Clearly, the Dolls had a head start on a comfortable retirement — jobs at a massive company with massive benefits, and their own good financial planning. Those wages and benefits that allowed them to retire to Utopia, Garfield County.

But those benefits were not available to many people who lived their lives in Garfield County, Martin said.

“Those that lived here didn’t have that,” says Martin, who is now in his sixth term as a county commissioner. “They worked two or three jobs just to take care of things.”

Expensive place to age

Garfield County is expensive, but the winter sports, the fishing, the hiking, the biking and the generally healthy living environment make it an attractive place for people to stay, and migrate to, well into their 70s, 80s and 90s. The county has an irresistible magnetic pull on the less well-off, as well as the well-to-do.

“The aging population has been challenged to save enough money to retire,” says Karen Brown, Chair of Colorado’s Strategic Action Planning Group on Aging. “In the old days, you retired and maybe lived a couple of years — two, five, maybe 10 years, where Social Security, plus your savings, might have been enough to cover things.
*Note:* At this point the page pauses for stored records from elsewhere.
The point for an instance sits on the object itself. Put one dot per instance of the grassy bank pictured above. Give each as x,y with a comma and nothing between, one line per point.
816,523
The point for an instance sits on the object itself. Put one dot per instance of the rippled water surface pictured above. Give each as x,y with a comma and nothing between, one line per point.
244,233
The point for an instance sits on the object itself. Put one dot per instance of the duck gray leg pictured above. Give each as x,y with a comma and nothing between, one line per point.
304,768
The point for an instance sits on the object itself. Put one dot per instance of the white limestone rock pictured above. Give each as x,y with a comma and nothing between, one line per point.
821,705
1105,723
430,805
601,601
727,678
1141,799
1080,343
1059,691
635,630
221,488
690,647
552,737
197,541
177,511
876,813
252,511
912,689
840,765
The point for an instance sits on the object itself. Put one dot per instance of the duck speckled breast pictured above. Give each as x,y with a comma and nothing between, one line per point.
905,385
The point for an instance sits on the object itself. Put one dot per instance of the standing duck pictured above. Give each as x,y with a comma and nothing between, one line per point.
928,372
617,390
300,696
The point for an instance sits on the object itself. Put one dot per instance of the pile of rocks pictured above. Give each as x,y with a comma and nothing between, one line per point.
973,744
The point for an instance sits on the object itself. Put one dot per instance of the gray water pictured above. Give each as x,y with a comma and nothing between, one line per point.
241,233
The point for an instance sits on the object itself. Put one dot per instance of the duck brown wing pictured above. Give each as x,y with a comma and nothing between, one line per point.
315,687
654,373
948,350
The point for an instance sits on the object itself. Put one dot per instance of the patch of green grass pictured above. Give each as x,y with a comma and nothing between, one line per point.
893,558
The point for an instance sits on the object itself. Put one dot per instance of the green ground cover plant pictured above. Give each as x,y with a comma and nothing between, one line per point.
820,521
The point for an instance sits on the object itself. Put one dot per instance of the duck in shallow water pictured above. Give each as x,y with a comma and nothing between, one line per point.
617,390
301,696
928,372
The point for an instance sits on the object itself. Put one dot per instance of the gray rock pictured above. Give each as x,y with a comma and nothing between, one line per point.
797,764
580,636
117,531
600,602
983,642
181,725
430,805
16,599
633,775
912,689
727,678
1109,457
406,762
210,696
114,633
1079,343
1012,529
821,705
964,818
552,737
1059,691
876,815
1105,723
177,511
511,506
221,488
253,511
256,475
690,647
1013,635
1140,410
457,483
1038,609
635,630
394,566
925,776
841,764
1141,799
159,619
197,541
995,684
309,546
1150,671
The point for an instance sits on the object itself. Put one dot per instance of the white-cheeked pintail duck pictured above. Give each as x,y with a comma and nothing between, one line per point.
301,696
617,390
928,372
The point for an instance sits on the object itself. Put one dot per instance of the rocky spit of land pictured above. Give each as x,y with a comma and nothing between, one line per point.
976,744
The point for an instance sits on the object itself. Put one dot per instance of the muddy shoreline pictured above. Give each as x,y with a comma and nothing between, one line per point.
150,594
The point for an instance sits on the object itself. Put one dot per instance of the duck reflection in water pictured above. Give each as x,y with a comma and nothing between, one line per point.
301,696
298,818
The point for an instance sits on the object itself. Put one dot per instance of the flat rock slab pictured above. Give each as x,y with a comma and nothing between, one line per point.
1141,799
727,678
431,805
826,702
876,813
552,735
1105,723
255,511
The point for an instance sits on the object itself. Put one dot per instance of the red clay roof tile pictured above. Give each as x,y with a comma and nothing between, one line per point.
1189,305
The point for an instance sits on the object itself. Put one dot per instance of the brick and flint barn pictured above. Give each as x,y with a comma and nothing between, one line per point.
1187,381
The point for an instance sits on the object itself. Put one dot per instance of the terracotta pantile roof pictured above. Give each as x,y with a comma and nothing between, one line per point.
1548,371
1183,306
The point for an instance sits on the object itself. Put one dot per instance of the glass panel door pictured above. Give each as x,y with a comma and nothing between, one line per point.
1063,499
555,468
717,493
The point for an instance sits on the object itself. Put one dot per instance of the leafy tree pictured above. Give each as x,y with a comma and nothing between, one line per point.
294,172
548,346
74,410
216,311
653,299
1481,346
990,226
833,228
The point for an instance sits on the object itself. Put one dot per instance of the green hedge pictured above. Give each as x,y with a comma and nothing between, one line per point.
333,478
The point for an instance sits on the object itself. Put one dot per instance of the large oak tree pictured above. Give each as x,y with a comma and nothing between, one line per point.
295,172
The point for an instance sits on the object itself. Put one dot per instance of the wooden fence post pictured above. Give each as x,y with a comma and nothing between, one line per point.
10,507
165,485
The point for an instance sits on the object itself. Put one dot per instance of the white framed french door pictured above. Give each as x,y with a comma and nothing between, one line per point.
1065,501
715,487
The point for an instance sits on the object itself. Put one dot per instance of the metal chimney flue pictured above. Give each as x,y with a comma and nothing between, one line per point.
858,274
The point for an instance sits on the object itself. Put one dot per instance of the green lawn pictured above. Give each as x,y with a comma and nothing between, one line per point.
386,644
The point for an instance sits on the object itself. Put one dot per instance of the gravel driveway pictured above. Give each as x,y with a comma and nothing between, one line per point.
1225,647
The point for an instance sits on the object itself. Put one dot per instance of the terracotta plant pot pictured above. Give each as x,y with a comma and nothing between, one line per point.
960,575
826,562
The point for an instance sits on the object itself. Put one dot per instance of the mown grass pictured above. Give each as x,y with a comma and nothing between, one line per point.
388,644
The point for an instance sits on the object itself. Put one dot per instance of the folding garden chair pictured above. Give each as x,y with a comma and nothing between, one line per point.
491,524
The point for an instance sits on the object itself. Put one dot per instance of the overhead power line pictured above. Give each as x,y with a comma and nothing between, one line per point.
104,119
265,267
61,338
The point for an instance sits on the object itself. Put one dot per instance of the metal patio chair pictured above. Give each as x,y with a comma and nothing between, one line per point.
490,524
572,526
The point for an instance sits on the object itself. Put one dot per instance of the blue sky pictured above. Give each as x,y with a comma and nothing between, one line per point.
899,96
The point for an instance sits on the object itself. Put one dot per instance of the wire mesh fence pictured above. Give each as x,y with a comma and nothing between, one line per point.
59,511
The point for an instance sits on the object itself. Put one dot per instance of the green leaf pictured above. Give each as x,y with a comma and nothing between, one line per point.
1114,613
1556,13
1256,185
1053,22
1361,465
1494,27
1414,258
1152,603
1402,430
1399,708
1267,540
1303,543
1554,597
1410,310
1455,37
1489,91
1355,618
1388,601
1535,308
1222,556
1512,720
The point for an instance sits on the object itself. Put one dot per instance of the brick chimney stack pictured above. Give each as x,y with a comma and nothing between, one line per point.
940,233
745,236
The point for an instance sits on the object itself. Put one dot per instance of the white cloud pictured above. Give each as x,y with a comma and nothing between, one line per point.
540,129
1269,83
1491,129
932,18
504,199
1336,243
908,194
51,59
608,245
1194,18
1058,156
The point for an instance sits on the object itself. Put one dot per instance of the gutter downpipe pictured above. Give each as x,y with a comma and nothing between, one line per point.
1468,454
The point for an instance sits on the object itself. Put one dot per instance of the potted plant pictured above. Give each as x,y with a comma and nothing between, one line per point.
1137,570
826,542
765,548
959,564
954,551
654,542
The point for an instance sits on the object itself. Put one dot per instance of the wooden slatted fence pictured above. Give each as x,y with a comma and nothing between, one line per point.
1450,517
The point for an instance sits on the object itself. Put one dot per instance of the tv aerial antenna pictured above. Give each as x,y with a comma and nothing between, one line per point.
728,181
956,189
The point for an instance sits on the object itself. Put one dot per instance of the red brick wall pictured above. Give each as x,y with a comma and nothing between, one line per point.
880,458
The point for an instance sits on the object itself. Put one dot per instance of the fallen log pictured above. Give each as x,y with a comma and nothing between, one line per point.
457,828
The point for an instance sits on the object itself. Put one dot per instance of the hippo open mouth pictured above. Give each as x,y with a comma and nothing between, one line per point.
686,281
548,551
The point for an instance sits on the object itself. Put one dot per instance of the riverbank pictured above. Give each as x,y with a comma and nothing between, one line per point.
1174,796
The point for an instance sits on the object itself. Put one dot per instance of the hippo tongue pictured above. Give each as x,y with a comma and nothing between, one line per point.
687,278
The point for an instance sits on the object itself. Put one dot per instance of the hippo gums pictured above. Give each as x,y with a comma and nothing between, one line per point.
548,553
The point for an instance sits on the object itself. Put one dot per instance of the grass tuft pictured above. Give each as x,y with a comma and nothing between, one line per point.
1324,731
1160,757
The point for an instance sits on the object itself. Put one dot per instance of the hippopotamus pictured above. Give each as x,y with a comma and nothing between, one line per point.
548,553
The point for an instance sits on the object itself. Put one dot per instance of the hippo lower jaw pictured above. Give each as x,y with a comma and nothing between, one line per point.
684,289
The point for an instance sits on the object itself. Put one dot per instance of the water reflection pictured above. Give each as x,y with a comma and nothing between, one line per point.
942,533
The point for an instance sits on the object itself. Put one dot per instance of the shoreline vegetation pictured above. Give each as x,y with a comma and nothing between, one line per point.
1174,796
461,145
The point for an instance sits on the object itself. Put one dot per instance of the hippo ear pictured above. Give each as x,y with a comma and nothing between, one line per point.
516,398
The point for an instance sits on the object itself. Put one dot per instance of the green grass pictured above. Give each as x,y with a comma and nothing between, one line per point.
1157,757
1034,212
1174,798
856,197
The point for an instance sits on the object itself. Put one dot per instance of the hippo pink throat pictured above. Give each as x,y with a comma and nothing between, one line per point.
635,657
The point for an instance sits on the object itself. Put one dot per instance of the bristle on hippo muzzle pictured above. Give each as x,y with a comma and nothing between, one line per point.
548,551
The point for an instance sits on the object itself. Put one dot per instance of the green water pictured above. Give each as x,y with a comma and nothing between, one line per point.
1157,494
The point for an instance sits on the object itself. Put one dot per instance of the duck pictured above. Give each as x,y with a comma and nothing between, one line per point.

“Now, older people are living 10, 20, 30 years beyond retirement,” Brown said. “And they never anticipated they’d be living that long, so their savings are not cutting it. The stats show about half the over-65 population in the country has saved nothing — zero.”

The average Colorado income is $41,000.

“It’s hard to save money,” says Brown. “It’s not that people are not good at budgeting. They are challenged to have enough money to budget properly.”

Although Martin has a high-profile elected position as a defender of the resources and interests of the Western Slope, and seems to be immensely enjoying his Colorado lifestyle, he sees his circumstances exactly the same as many other seniors.

“People in my generation are doing what I’m doing,” he laments. “Multi-generational households, more than one job, everybody’s employed, and yet we still don’t have the abilities to recreate, to vacation, to have the nice amenities that people think we should have.”

Martin sums it up, “There is no retirement. My last vacation was 25 years ago. You will work until you cannot work anymore, probably until you die …”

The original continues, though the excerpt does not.